Elfriede Lohse-Wächtler (* 4. Dezember 1899 in Dresden-Löbtau; † 31. Juli 1940 in Pirna) war eine Dresdner Malerin der Avantgarde. Sie wurde im Rahmen der nationalsozialistischen Euthanasie-Aktion T4 in der Heil- und Pflegeanstalt Pirna-Sonnenstein getötet. In der Gedenkstätte Pirna Sonnenstein wird seit 2000 in einer ständigen Ausstellung zur Dokumentation der Verbrechen an ihr Leben und Werk erinnert.

Inhaltsverzeichnis

Leben

Elfriede Lohse-Wächtler wuchs in einem gutbürgerlichen Elternhaus auf, verließ dieses jedoch bereits mit 16 Jahren und besuchte von 1915 bis 1918 die Königliche Kunstgewerbeschule Dresden (zunächst Fachklasse Mode, ab 1916 dann Fachklasse Angewandte Graphik). Von 1916 bis 1919 belegte sie zudem Mal- und Zeichenkurse an der Dresdner Kunstakademie. Sie fand Anschluss an die Dresdner Sezession Gruppe 1919 und Aufnahme in den Freundeskreis um Otto Dix, Otto Griebel und Conrad Felixmüller. Im Atelier des letzteren nahe dem Dresdner Stadtzentrum mietete sie sich ein und erwarb sich mit Batiken, Postkarten- und Illustrationsarbeiten ihren Lebensunterhalt.

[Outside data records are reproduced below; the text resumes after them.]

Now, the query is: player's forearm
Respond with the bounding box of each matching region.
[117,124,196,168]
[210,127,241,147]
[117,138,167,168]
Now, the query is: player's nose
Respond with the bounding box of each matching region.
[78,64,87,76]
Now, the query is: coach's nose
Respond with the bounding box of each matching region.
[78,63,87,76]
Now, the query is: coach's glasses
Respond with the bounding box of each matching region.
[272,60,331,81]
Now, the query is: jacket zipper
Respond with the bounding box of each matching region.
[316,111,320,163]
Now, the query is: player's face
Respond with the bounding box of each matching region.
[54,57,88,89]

Im Juni 1921 heiratete sie den Maler und Opernsänger Kurt Lohse, mit dem sie 1925 nach Hamburg zog. Diese Zeit war geprägt von ehelichen Krisen. Später trennte sich das Ehepaar. 1929 erlitt Elfriede Lohse-Wächtler einen Nervenzusammenbruch infolge von materiellen und partnerschaftlichen Schwierigkeiten und wurde in die Staatskrankenanstalt Hamburg-Friedrichsberg eingewiesen, wo sie die „Friedrichsberger Köpfe“ malte.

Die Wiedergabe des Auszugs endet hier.